Listening To Our Audio

Last month, I hinted at some of the things we can do to make our use of loudspeakers for audio monitoring more effective. As a result of some other work I’m doing, I’ve been thinking hard about the loudspeaker problem, a conundrum in which the loudspeaker is both most important and at the same time, just about inaudible. I thought it might be useful to share with you some of the basics of that work and then, in future columns, get down to some technical specifics of (a) how to set up your monitoring situation and (b) how to listen to it for fun and profit.

The term monitoring is audio-industry jargon for the idea of “observing, in a reasonably neutral way, the quality of the signal(s) that we are sending out to our customers.” It sounds pretty straightforward, put that way. Unfortunately, it isn’t, for a variety of reasons.

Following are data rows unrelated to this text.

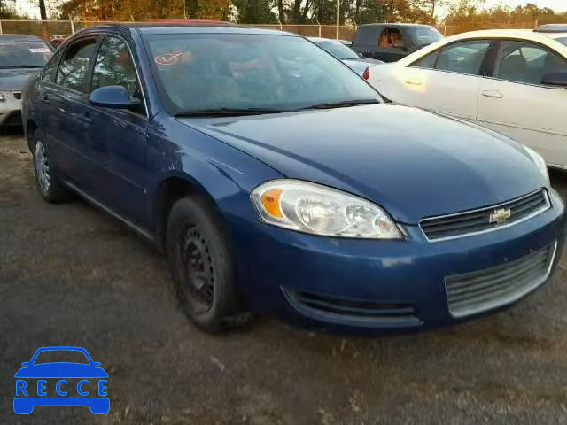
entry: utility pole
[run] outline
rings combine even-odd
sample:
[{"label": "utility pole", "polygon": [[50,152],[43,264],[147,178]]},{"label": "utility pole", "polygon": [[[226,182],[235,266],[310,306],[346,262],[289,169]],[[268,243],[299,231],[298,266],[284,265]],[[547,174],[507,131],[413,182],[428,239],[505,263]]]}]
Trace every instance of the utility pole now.
[{"label": "utility pole", "polygon": [[340,0],[337,0],[337,40],[338,40],[338,26],[340,25]]},{"label": "utility pole", "polygon": [[47,26],[47,12],[45,10],[45,0],[39,0],[39,15],[42,19],[42,35],[47,42],[50,41],[50,28]]}]

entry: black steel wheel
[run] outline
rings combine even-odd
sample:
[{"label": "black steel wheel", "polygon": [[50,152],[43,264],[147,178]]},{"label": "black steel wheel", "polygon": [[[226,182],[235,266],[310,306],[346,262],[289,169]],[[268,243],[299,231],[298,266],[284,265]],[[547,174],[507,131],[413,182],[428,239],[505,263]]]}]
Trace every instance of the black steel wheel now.
[{"label": "black steel wheel", "polygon": [[243,325],[234,259],[224,227],[211,202],[179,199],[167,221],[167,250],[177,297],[201,329],[219,332]]}]

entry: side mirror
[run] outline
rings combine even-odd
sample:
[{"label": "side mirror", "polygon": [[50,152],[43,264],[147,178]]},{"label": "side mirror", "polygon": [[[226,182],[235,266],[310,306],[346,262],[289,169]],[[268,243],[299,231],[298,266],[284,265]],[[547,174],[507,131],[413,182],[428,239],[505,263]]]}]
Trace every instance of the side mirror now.
[{"label": "side mirror", "polygon": [[403,42],[403,40],[398,40],[398,41],[394,42],[393,47],[396,47],[398,49],[401,49],[402,50],[408,50],[406,48],[406,43]]},{"label": "side mirror", "polygon": [[90,93],[89,100],[96,106],[114,109],[128,109],[141,104],[139,100],[131,99],[122,86],[99,87]]},{"label": "side mirror", "polygon": [[567,89],[567,73],[548,73],[543,75],[541,84],[558,86]]}]

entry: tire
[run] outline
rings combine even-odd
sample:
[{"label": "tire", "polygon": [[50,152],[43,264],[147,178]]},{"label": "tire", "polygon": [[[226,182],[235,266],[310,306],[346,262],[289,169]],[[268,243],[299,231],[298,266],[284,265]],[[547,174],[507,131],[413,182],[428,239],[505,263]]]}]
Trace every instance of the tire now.
[{"label": "tire", "polygon": [[207,199],[190,197],[175,202],[166,245],[177,297],[193,323],[218,333],[250,320],[238,302],[230,244]]},{"label": "tire", "polygon": [[34,139],[31,146],[35,187],[42,198],[54,204],[71,198],[70,192],[61,185],[57,177],[55,167],[50,162],[47,143],[39,139]]}]

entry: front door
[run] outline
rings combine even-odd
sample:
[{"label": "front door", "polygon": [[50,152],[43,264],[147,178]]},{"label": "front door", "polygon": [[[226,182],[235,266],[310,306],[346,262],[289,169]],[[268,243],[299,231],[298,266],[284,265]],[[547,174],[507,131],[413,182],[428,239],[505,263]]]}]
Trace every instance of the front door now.
[{"label": "front door", "polygon": [[49,105],[46,126],[49,143],[55,143],[58,166],[74,184],[85,191],[92,187],[92,176],[98,172],[85,149],[89,75],[97,37],[79,39],[65,50],[55,84],[45,86],[42,101]]},{"label": "front door", "polygon": [[87,134],[92,159],[101,170],[94,196],[136,224],[147,218],[145,152],[148,117],[142,86],[127,42],[105,35],[95,62],[91,90],[122,86],[139,106],[110,109],[89,105]]}]

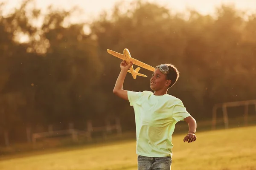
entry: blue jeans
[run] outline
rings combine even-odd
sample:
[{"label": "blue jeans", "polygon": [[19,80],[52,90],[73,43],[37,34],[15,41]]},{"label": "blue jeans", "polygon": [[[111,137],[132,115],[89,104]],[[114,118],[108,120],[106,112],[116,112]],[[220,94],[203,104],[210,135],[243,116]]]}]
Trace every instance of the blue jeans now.
[{"label": "blue jeans", "polygon": [[170,170],[172,157],[152,158],[138,156],[138,170]]}]

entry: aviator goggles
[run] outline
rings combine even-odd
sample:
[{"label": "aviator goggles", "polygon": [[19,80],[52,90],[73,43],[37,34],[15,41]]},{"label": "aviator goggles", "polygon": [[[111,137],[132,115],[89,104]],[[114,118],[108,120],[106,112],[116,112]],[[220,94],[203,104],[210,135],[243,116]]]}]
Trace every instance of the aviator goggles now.
[{"label": "aviator goggles", "polygon": [[162,64],[156,67],[155,69],[159,68],[160,71],[164,74],[169,74],[169,68],[166,64]]}]

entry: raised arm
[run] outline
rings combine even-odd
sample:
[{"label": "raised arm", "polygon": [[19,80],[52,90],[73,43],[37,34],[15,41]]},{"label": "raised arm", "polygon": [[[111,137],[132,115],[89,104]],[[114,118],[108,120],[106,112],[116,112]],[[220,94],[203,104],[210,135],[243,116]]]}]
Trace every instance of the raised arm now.
[{"label": "raised arm", "polygon": [[125,79],[127,74],[127,71],[130,68],[132,63],[131,62],[129,64],[126,63],[125,60],[123,60],[120,65],[121,68],[121,71],[117,77],[116,85],[113,90],[113,93],[119,97],[125,100],[128,100],[128,96],[127,95],[127,91],[123,89],[123,86]]},{"label": "raised arm", "polygon": [[184,119],[184,120],[189,125],[189,133],[184,138],[183,142],[187,142],[189,143],[195,141],[196,136],[195,131],[196,131],[197,123],[196,121],[192,116],[189,116]]}]

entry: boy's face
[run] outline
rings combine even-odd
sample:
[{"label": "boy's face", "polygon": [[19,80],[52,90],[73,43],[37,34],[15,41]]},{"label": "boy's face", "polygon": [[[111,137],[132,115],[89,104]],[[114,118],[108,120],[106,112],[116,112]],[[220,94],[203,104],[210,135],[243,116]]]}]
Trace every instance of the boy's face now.
[{"label": "boy's face", "polygon": [[168,88],[171,80],[167,80],[166,76],[162,73],[159,68],[156,69],[150,79],[150,88],[154,91],[159,91],[163,88]]}]

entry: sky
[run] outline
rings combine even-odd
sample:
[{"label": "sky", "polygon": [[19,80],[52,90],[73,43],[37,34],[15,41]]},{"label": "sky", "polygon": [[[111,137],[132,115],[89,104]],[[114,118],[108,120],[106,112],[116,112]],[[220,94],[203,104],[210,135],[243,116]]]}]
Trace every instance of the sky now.
[{"label": "sky", "polygon": [[[246,11],[256,11],[256,0],[143,0],[164,5],[175,11],[182,11],[186,8],[192,8],[202,14],[212,14],[215,7],[222,3],[232,4],[238,9]],[[123,0],[129,3],[133,0]],[[7,2],[5,12],[8,12],[20,4],[22,0],[0,0]],[[82,13],[73,18],[74,22],[87,20],[96,17],[103,10],[111,11],[114,4],[120,0],[35,0],[36,6],[45,10],[52,5],[55,8],[69,10],[78,6],[82,10]]]}]

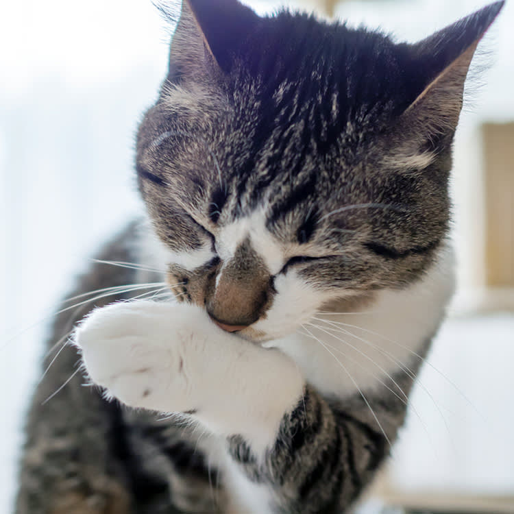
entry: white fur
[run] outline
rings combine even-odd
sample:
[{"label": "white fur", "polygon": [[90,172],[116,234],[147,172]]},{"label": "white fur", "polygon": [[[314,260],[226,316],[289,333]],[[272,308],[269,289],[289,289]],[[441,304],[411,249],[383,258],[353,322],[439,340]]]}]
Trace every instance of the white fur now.
[{"label": "white fur", "polygon": [[170,264],[175,264],[190,271],[208,262],[215,254],[212,252],[210,240],[206,241],[200,248],[195,250],[174,252],[170,249],[155,235],[151,230],[145,232],[143,237],[144,255],[156,269],[165,272]]},{"label": "white fur", "polygon": [[212,433],[271,444],[303,378],[291,359],[218,328],[203,309],[148,301],[114,304],[79,327],[94,382],[132,407],[197,411]]},{"label": "white fur", "polygon": [[[445,247],[422,279],[406,289],[379,292],[364,308],[365,313],[317,315],[327,322],[313,320],[313,323],[323,329],[306,325],[303,332],[319,338],[326,348],[299,333],[266,346],[279,348],[291,357],[307,382],[325,394],[350,395],[357,386],[362,391],[375,389],[388,374],[400,369],[397,361],[408,366],[415,360],[414,352],[420,352],[437,330],[454,288],[453,252]],[[284,318],[288,306],[284,302],[283,309],[276,309],[272,317]],[[345,326],[330,324],[334,322]],[[261,330],[266,329],[266,320],[259,323]],[[339,332],[331,330],[337,326]]]},{"label": "white fur", "polygon": [[234,257],[238,247],[247,238],[262,258],[271,275],[278,273],[285,264],[285,249],[266,228],[266,211],[259,209],[250,216],[240,218],[221,228],[216,237],[220,258],[227,261]]}]

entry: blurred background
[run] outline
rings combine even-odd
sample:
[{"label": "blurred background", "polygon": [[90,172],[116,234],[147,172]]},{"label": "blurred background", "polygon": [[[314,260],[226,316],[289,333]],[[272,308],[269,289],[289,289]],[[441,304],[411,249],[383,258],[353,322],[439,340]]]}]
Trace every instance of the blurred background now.
[{"label": "blurred background", "polygon": [[[486,2],[245,3],[415,41]],[[513,27],[508,1],[472,66],[481,74],[467,91],[452,183],[458,292],[370,504],[514,512]],[[173,29],[151,0],[0,5],[0,512],[12,511],[49,317],[98,245],[142,212],[134,136]]]}]

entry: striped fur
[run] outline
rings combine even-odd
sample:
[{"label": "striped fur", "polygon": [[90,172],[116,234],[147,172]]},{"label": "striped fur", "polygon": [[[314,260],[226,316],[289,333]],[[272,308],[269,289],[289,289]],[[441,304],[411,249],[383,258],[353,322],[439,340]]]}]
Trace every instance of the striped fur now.
[{"label": "striped fur", "polygon": [[169,294],[58,316],[17,514],[350,512],[452,295],[451,147],[502,5],[406,45],[184,1],[138,134],[148,219],[99,255],[136,269],[70,297]]}]

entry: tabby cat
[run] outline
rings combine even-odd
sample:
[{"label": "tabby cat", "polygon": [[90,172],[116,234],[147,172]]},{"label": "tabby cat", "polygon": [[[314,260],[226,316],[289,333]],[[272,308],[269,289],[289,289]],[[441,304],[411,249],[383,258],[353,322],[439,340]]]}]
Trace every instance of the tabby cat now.
[{"label": "tabby cat", "polygon": [[137,137],[148,220],[56,319],[18,514],[350,511],[452,293],[452,145],[502,5],[398,44],[184,0]]}]

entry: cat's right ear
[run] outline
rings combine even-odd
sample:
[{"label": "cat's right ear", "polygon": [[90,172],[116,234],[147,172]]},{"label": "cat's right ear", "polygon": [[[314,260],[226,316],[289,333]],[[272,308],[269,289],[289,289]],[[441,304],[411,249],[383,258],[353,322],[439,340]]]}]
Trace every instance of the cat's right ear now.
[{"label": "cat's right ear", "polygon": [[260,19],[238,0],[182,0],[171,41],[168,79],[228,73]]}]

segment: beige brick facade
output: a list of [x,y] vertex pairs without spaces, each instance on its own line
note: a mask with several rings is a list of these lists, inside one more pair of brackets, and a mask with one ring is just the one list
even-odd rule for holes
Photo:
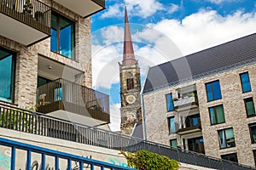
[[[240,73],[248,72],[252,91],[242,93]],[[207,101],[206,83],[218,80],[222,99]],[[167,117],[177,117],[177,111],[167,111],[166,94],[172,93],[176,98],[177,89],[195,84],[201,131],[179,135],[169,133]],[[236,153],[238,162],[255,167],[253,150],[256,144],[252,144],[248,124],[256,122],[256,117],[247,118],[244,99],[253,97],[256,108],[256,64],[240,65],[238,68],[224,71],[217,74],[207,75],[196,80],[176,86],[155,90],[143,94],[145,106],[145,128],[147,139],[170,144],[170,139],[177,139],[177,145],[183,148],[182,139],[203,137],[205,154],[220,158],[221,155]],[[209,107],[223,105],[225,122],[211,125]],[[220,149],[218,130],[233,128],[236,147]]]
[[0,47],[16,53],[14,105],[22,108],[36,105],[38,70],[40,65],[38,57],[78,70],[82,74],[76,76],[76,82],[89,88],[92,87],[90,17],[84,19],[54,1],[42,2],[52,7],[55,12],[75,22],[75,59],[71,60],[52,52],[49,37],[26,47],[0,37]]

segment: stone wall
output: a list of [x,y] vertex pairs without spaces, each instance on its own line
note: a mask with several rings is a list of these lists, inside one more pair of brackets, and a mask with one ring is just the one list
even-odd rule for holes
[[70,60],[50,51],[50,38],[30,47],[0,37],[0,47],[14,51],[16,55],[14,105],[33,107],[36,105],[38,56],[44,56],[83,72],[76,82],[92,87],[90,19],[84,19],[59,3],[43,0],[53,10],[75,21],[75,60]]
[[[240,73],[248,71],[252,92],[243,94],[240,80]],[[253,150],[256,144],[251,143],[248,124],[256,122],[256,117],[247,118],[243,99],[253,97],[256,108],[256,64],[241,66],[224,72],[208,75],[197,80],[156,90],[144,94],[145,127],[148,140],[170,144],[169,140],[177,139],[182,146],[181,136],[177,133],[169,134],[167,117],[177,116],[176,111],[167,112],[166,94],[172,93],[176,98],[176,89],[196,84],[199,101],[199,112],[201,120],[201,134],[204,139],[206,155],[220,158],[221,155],[237,153],[238,162],[254,167]],[[222,99],[207,102],[205,83],[219,80]],[[211,125],[208,108],[224,105],[225,122]],[[233,128],[236,147],[221,149],[218,137],[218,130]]]

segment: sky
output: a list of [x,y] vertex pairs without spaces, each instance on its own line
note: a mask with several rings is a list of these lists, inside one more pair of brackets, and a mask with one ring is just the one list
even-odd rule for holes
[[95,89],[109,94],[110,128],[119,130],[119,62],[127,8],[142,85],[149,66],[256,32],[256,0],[106,0],[91,16]]

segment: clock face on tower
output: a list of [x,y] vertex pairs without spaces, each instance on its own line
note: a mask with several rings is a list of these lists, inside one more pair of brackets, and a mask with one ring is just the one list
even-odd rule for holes
[[130,94],[125,97],[125,100],[128,104],[133,104],[136,101],[136,98],[134,95]]

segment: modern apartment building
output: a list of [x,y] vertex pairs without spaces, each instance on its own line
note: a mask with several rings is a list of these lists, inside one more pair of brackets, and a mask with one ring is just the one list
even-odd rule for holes
[[90,16],[104,0],[0,0],[0,102],[89,126],[109,122],[91,78]]
[[256,34],[150,67],[148,140],[255,167]]

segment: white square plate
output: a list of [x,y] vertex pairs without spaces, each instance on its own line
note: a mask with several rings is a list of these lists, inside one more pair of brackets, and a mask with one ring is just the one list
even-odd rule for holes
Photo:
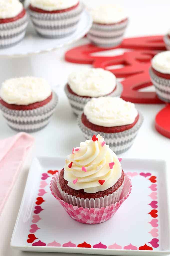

The problems begin to accrue as soon as we begin to ask why we would want to do such a thing. The obvious answer is that we would like to verify and ensure that the quality of the signal is both reasonably accurate, as well as acceptable and attractive to our beloved viewers. Let’s consider these vaguely incompatible characteristics in a little more depth.

We’d like our signals to be an accurate reproduction of what was captured at the microphone. The idea behind this is fairly obvious: we’d like to think that the more accurate our signal is, the more realistic and engaging it will be for our viewers. Such a viewpoint is central to the rationale of things like high fidelity and high definition.

In the monitoring world, I refer to this as “listening back.” We are observing our capture of a previous acoustic event in order to assess how realistic and close to the original it is.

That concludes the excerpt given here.